Metadata-Version: 2.1
Name: diskhashtree
Version: 1.0.0
Summary: A class for managing on-disk hash trees.
Home-page: https://gitlab.com/delta1512/disk-hash-tree
Author: Marcus Belcastro
Author-email: markbel555@gmail.com
License: GNU GPLv3
Project-URL: Donate, https://gitlab.com/delta1512/donations
Project-URL: Source Code, https://gitlab.com/delta1512/disk-hash-tree
Project-URL: Twitter, https://twitter.com/delta_1512
Platform: UNKNOWN
Description-Content-Type: text/markdown
License-File: LICENSE

# Disk Hash Tree Python Package

An implementation for storing and searching through a large set of hashes.

## What's this for?

This project was originally being developed for [MLC@home](https://www.mlcathome.org/) as a solution to storing and testing membership for a large amounts of hashes in a memory-cheap, fast and persistent data structure. It uses the optimisations of the filesystem to do all the hard work of storing and checking membership of a hash in a set.

## Why make this?

Other than pickling and managing a `set()` object on-disk with a custom script, I couldn't find any other Python solution to implement a quick, persistent `set()`-like object that could support big data.

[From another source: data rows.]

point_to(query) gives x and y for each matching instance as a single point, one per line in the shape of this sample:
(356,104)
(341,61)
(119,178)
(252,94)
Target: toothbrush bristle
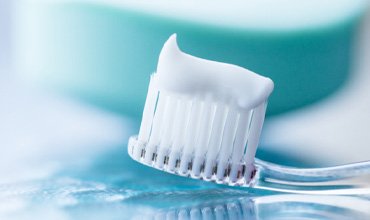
(200,137)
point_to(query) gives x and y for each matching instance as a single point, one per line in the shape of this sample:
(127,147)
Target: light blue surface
(115,187)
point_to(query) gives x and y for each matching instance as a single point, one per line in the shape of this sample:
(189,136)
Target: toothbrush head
(201,118)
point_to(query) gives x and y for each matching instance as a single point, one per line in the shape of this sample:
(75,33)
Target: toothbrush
(203,119)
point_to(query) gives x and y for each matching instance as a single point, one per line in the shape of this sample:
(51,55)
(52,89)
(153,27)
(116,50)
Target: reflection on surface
(114,187)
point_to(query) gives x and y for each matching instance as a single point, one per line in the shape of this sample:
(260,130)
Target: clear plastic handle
(350,179)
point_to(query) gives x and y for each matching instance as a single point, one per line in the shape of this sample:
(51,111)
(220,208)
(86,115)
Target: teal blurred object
(104,53)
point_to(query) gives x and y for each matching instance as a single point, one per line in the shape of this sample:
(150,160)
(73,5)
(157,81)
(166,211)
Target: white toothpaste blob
(201,118)
(183,73)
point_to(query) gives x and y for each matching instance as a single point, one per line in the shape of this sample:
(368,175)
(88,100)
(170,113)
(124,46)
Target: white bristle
(156,128)
(190,136)
(240,142)
(199,136)
(203,137)
(215,140)
(167,130)
(227,143)
(180,123)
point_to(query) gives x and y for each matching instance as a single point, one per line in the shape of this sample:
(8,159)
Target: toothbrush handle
(350,179)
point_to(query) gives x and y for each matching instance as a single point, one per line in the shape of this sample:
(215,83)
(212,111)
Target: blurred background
(73,80)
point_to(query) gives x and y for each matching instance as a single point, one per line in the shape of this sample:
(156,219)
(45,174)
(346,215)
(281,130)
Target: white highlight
(202,118)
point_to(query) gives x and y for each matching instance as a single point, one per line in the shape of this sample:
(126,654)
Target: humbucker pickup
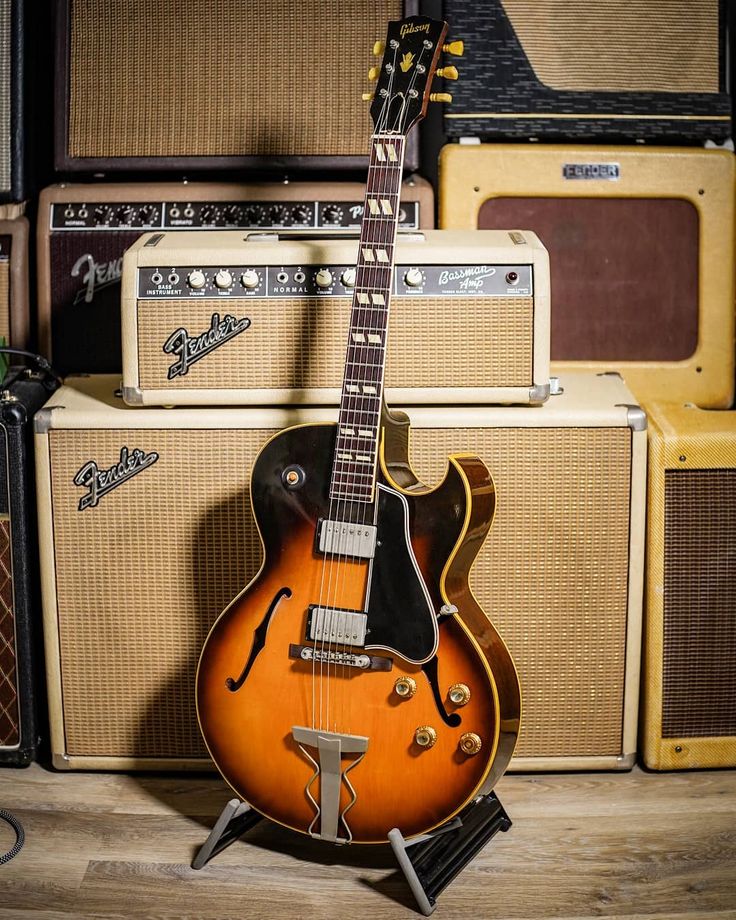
(346,627)
(343,538)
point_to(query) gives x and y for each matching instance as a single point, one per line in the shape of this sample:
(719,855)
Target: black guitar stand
(429,862)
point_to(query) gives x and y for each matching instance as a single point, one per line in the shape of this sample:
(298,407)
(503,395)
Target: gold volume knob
(459,694)
(470,743)
(405,687)
(425,736)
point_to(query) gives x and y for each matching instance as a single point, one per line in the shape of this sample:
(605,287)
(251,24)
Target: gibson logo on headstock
(192,348)
(99,482)
(409,27)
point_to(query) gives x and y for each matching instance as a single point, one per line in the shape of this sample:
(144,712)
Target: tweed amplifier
(146,534)
(166,85)
(603,71)
(641,245)
(689,691)
(227,319)
(83,231)
(14,311)
(21,663)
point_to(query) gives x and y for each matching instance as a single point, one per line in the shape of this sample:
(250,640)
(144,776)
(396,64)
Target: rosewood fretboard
(356,449)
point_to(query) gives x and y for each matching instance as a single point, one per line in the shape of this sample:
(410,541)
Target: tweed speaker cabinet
(21,660)
(216,84)
(227,319)
(689,692)
(609,70)
(641,245)
(14,310)
(84,229)
(136,570)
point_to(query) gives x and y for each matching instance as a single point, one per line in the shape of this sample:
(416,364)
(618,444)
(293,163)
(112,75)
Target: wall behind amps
(469,319)
(580,71)
(641,245)
(14,308)
(228,85)
(689,711)
(134,574)
(83,231)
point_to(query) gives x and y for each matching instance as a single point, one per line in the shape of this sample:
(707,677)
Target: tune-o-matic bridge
(345,538)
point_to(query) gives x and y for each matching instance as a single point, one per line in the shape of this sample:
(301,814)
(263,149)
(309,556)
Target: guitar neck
(356,447)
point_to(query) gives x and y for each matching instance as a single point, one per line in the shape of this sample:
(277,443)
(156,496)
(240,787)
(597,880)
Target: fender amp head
(136,570)
(641,245)
(591,71)
(83,231)
(14,312)
(689,699)
(231,319)
(161,85)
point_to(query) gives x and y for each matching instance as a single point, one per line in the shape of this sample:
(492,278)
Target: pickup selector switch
(196,279)
(250,279)
(223,279)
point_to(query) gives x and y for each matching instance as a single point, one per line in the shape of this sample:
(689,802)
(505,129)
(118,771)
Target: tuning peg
(455,48)
(449,73)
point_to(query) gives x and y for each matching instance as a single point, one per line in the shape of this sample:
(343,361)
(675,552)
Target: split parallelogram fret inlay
(353,472)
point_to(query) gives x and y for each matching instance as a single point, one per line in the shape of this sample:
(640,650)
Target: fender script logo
(189,349)
(98,275)
(99,482)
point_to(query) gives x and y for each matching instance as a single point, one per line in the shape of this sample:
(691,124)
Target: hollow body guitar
(355,685)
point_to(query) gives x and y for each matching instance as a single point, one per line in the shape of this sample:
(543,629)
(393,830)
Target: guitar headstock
(404,80)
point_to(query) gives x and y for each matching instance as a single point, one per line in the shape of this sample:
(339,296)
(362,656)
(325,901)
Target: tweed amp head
(604,71)
(221,85)
(14,311)
(83,231)
(641,245)
(231,319)
(136,571)
(689,699)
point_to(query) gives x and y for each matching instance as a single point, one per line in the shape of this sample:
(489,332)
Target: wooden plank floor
(658,846)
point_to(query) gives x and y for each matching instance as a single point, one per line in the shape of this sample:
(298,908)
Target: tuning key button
(250,279)
(405,687)
(459,694)
(470,743)
(223,279)
(196,279)
(425,736)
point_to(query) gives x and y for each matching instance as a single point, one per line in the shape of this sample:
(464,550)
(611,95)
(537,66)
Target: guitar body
(252,694)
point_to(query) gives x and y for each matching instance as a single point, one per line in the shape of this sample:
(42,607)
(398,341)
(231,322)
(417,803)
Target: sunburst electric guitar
(355,685)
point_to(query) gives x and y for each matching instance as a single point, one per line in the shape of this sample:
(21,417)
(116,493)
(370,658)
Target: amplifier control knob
(196,279)
(223,279)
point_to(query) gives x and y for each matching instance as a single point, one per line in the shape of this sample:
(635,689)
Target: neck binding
(356,447)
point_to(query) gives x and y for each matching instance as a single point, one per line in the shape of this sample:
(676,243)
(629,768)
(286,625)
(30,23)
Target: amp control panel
(281,281)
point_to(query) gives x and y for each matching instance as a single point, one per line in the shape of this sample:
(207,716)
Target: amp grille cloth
(699,658)
(157,78)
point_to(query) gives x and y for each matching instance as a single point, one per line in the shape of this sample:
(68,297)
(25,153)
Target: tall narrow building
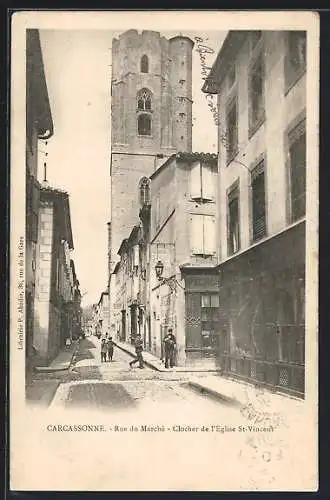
(151,118)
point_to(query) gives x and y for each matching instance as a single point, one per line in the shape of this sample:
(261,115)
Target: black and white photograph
(164,251)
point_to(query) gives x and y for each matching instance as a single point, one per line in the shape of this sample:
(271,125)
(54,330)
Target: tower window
(144,66)
(144,100)
(144,124)
(144,191)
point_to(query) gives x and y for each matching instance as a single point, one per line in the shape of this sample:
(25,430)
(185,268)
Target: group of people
(107,346)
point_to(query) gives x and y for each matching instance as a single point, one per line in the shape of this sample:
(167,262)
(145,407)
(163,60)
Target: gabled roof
(38,105)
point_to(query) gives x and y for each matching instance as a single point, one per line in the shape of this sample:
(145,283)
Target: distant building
(53,291)
(39,126)
(151,117)
(260,79)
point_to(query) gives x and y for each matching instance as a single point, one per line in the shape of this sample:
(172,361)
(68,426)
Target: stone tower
(151,113)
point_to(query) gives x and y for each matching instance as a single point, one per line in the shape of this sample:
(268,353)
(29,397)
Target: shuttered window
(193,320)
(295,59)
(209,320)
(258,202)
(297,155)
(203,234)
(32,212)
(202,182)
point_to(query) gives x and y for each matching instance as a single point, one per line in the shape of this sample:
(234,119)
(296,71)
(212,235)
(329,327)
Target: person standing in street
(138,351)
(110,349)
(104,348)
(169,346)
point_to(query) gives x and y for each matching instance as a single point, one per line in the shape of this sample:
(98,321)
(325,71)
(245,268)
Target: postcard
(164,251)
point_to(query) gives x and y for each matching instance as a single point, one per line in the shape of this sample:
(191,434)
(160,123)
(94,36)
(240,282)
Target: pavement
(63,360)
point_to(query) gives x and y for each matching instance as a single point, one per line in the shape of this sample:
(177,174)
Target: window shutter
(258,201)
(209,235)
(197,234)
(208,183)
(195,181)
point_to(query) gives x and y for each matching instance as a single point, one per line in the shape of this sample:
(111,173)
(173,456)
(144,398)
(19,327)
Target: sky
(78,74)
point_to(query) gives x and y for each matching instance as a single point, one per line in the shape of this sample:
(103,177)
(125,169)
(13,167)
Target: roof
(62,206)
(182,37)
(231,45)
(36,87)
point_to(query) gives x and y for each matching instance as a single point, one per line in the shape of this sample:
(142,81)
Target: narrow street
(115,386)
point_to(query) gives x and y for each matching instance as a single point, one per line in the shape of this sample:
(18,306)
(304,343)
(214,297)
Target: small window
(209,320)
(258,202)
(297,159)
(256,95)
(232,130)
(144,124)
(233,221)
(255,36)
(144,64)
(144,100)
(202,182)
(231,76)
(203,234)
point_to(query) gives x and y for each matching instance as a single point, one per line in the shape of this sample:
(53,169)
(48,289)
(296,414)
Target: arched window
(144,100)
(144,124)
(144,66)
(144,191)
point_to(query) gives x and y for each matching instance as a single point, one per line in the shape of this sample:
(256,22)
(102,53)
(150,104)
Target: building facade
(101,315)
(262,205)
(151,113)
(39,126)
(177,230)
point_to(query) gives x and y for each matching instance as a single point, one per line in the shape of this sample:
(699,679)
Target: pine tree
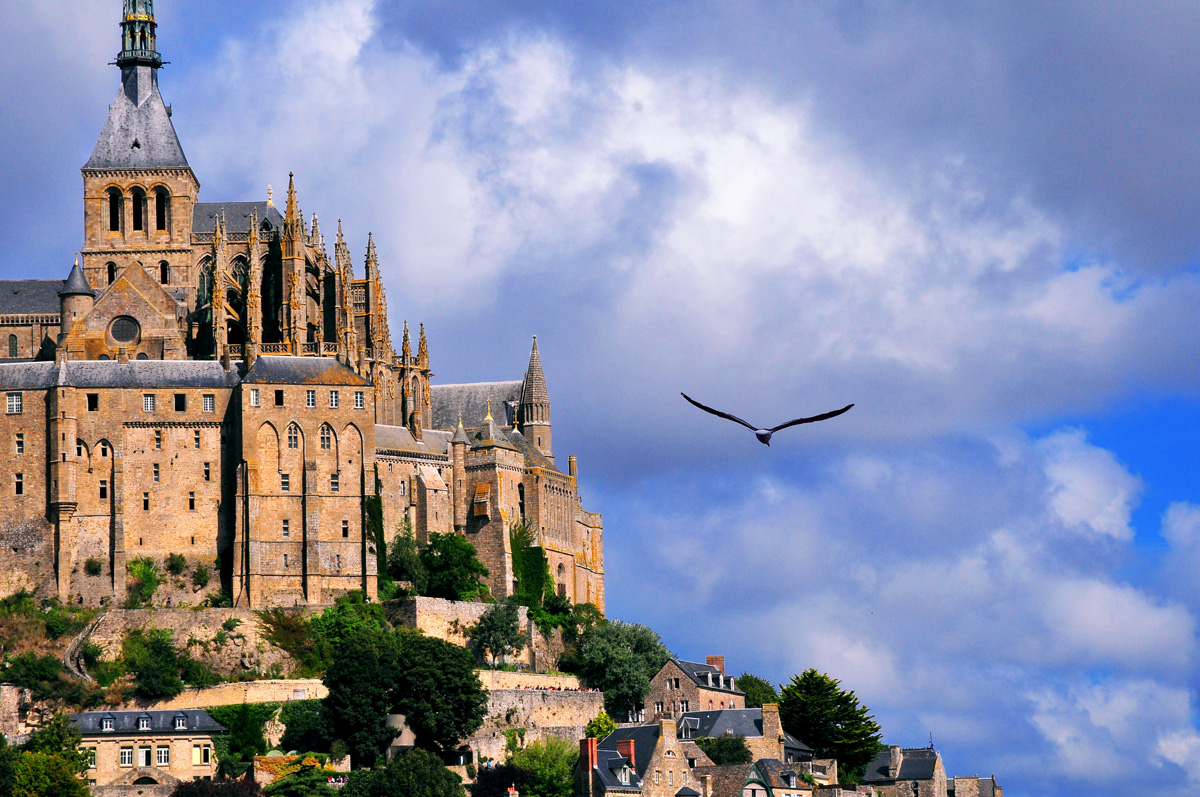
(817,711)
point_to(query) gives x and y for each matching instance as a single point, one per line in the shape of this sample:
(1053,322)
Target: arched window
(161,202)
(114,210)
(139,210)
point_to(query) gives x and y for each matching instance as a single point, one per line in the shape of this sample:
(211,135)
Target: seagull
(763,435)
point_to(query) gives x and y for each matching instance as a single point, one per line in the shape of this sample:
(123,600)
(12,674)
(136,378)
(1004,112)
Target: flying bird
(763,435)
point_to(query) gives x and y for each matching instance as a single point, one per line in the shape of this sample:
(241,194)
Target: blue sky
(976,222)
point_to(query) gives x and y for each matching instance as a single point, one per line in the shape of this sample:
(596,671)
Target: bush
(144,580)
(175,564)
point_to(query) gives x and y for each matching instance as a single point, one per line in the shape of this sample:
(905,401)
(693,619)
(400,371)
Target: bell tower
(138,186)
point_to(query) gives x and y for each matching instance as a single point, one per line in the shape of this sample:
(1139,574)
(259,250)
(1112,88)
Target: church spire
(139,39)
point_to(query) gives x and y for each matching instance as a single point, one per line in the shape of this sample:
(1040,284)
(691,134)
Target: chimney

At the time of making this, I am studying Advanced Computer Science at Western Sydney Univeristy and was tasked with this as an extra-cirricula activity, so why not turn this into something a little bit bigger?

## Getting started

This package can be run standalone or imported into any Python script.

### Installing

`pip install diskhashtree`

### Importing and quickstart

```
from diskhashtree import DiskHashTree

dht = DiskHashTree('./mydht/')

dht.add('aaaaaa')
dht.add('zzzzzz')

print(dht.contains('aaaaaa'))

print(dht.pop())

dht.discard('aaaaaa')
dht.discard('zzzzzz')

print(dht.is_empty())
```

### Running standalone

DiskHashTree can be run straight from the commandline with no additional overhead compared to running it natively in Python. All the information is in the help function:

`diskhashtree -h`

## The maths

The following math and explanations assume that the hashes being used are of a fixed length M and contain purely alphabetical characters.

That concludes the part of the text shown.